Whilst the hot-shoe broke within an hour of its replacement, I spat and cursed (this due to the fact that it is made of a villainous plastic material, not strong enough for its own screw-keeper)
Whenst the device faileth to shoot images in a burst, sometimes faileth to respond to any signal at all (for reasons unknown to mine eyes and brain)
Whilst the device has never worked as advertised
(Lo, they claim it sendeth its waves over the ground up to 1,500 cubits!)
Mine own experience is more in the realm of 15 cubits! (which is sorely shy of the prediction)
A device so poorly engineered that it won’t work with the Canon Speedlights to which it ist paired, (Electromagnetic radiations, they protest!)
… and then they asketh me to buy a pribbling plastic shield that was so lame that it faileth to allow me to sorely use mine own Speedlights, except in a straight-up position.
(But, I want mine light to travel outward, as the jackal sneaks upon its prey, upon the Earth and not whilst pointed at the stars or the ceiling!)
And, then, for additional lucre, I acquired the slightly less-mumblejack black shield bags, which wrap around mine Speedlights as would a mummy’s cloths.

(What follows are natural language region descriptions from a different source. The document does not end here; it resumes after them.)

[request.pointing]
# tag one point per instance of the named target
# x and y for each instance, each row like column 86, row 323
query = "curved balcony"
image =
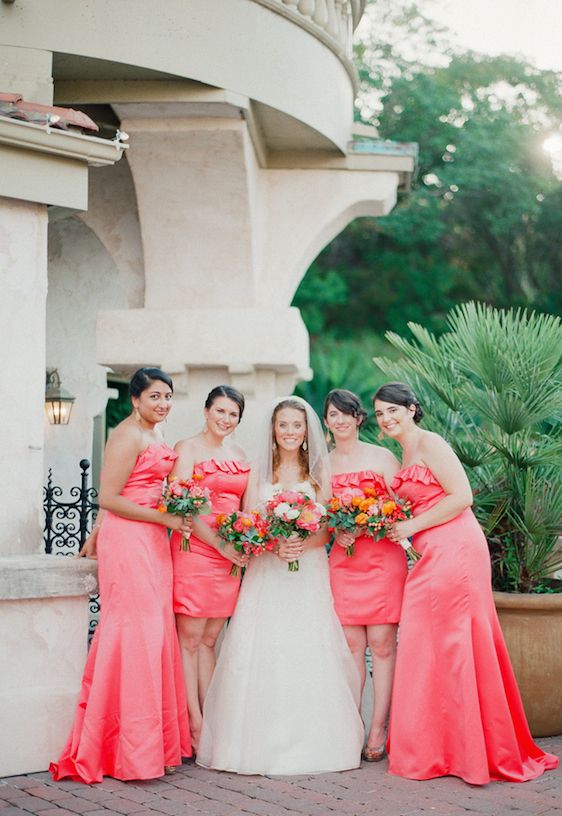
column 332, row 21
column 289, row 58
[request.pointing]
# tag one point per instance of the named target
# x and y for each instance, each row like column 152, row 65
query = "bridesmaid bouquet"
column 383, row 514
column 247, row 532
column 291, row 512
column 349, row 512
column 184, row 497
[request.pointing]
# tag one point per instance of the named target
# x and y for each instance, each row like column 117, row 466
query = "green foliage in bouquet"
column 491, row 385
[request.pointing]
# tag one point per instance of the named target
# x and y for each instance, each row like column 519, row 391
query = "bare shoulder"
column 434, row 449
column 382, row 458
column 239, row 453
column 186, row 447
column 127, row 435
column 433, row 443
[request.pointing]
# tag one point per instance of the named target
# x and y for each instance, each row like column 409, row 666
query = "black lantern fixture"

But, lo! These electromagnetic shield bags prevent me from accessing mine own controls, so making the lights go from TTL to MAN is essentially impossible (and they don’t easily allow for mine own power cable to plugeth-into the Speedlights, so I fight and scrape to get the silky bags off the bottom)
But then the “Wizards” forced me to add churlish, boil-brained Electromagnetic Isolator Blocks to the bottom of mine strobes, adding a finger of depth to them,
…and making them not fitteth in mine soft-boxes, and then to affix the clapper-clawed silken shield bags to these blocks, further isolating me from mine controls.
This is craven clay-brained canker-blossom torture!
I have given many shekels in exchange for these accursed devices, and wish that I had not done so, a sum of many hundreds!
And, I am no better off than I was before I was familiar with the FlexTT5.
I should have stuck with the original Pocket Wizards (which have always worked fine except for their awkwardness in requiring a sync cable to the strobe and no heated shoe)
Whosoever created the FlexxTT5 (that works perfectly well on the strobes-by-Nikon) is as a cur! Didst thou not ever test these maggoty devices on the Canon Speedlights?
What goatish fly-bitten fustilarian devices are these!